The original labels in the raw data contain string values Facebook
and WhatsApp
.
One way to convert the values to numbers is to use the replace()
method:
df2_labels.replace(['Facebook', 'WhatsApp'], [0, 1], inplace=True)
This encoding step can be applied to both input and output features.
Scikit-learn classification objects
(such as LogisticRegression
and DecisionTreeClassifier
that we will use in the next episode)
can actually handle output labels automatically;
therefore this step is not absolutely needed.
However, this step is required for categorical features present in the input data.
Encoding Multiple Classes
(FIXME – CONSTRUCTION) is turned off Imaging we have two lights to indicate one of the predicted app, then the light associated with WhatsApp turns on if it is the predicted result. Similarly, the light associated with Facebook should turns on if it is the predicted result. Then, if we view turning-on light as 1 and turning-off light as 0, and we also count the WhatsApp as the first light and Facebook as the second light, The output is recognized as 10 if the light for WhatsApp is on. In this case, we can quantify the output from category to binary bits.
In and Beyond two Categories
- What is the output bits if the output is Facebook.
- Assume we have 10 classes, discuss the output bits when each class is the prediction. Hint: Consider there are 10 lights corresponding to the 10 classes.
- As the light has two status namely off and on, here we have two classes, so can we use one light to make the classification?
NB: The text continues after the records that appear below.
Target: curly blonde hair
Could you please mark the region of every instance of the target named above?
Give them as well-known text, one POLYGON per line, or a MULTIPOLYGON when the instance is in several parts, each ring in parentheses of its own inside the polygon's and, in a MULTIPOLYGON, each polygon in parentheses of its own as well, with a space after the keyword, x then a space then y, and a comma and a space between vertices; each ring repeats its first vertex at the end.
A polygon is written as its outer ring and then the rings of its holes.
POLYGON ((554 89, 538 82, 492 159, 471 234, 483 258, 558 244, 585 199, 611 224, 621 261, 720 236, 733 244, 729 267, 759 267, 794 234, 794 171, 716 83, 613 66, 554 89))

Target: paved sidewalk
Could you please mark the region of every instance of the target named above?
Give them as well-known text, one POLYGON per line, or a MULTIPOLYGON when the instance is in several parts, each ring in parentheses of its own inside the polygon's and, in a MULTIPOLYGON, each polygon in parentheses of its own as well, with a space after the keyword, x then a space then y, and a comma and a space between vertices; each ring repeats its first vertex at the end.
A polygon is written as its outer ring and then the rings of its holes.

How can we make it?
There is one issue with this type of encoding: numerical values are used to represent “nominal”, i.e. not all categorical data has an order whatsoever.
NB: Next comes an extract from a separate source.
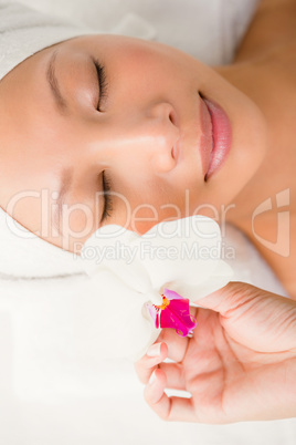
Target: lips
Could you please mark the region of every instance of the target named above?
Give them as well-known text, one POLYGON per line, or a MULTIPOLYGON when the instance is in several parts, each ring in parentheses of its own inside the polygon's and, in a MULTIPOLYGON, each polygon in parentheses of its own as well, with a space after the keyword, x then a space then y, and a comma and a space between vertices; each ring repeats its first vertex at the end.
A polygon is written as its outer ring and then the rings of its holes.
POLYGON ((204 180, 209 180, 225 162, 232 143, 229 116, 216 102, 201 97, 200 152, 204 180))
Splitting the Dataset: Training and Testing Sets
After we obtain the features, they will acts as the input for the machine learning.
Specifically, we want to train a mathematical model
that classify which app is running based on the measured features.
The training data (train_data
and train_label
)
we need some data to get the trained neual network and some data to act as the newly input features.
Here we call the data to train the neural network the training set,
and the data like the newly input features is referred as testing set.
The overall division of the above sets is shown as follows. With training set, we learn from the features and labels that what is the behavior of WhatsApp, and what is the behavior of Facebook. With testing set, we feed the newly features to the trained model and let the model do the prediction. The accuracy is obtained by comparing the correctly predicted instances with the number of whole testing samples.
The data split can be achieved by
from sklearn.model_selection import train_test_split
train_data, test_data, train_label, test_label \
= train_test_split(df2_features_n, df2_labels, test_size=0.2, random_state=3227)
The random_state
argument is optional.
We do this here so that the result is reproducible, as
train_test_split
performs random selection of rows from the input dataset.
Explore the Final Datasets
Explore the contents of the train and test datasets to gain understanding of what they are:
How many rows and columns does each dataset have?
What happens to the row labels? Discuss the meaning of the above statements and think about the structures of training and testing sets.
Practitioner’s Notes
-
Some people would subdivide the master dataset into three categories: the training, validation, and test sets. Interested readers can learn more about the difference between validation and test sets in a blog by Jason Brownlee.
-
For amounts of data that are not too big, the 80/20 or 60/20/20 split is common. For extremely large number of records (in the many millions and beyond), we could reserve more for training to increase the method’s accuracy, something like 98/2 or 98/1/1. (Source: Andrew Ng)
Key Points
Data preparation steps can be grouped into two categories: data cleaning and feature selection.
Data cleaning steps include removal of irrelevant or duplicate data as well as handling of missing data.
Feature selection aims identify features with the most predictive power for machine learning?
Relevant features are selected through careful observation and performing correlation and simple grouping analysis.
The output for classification can be encoded into binary bits.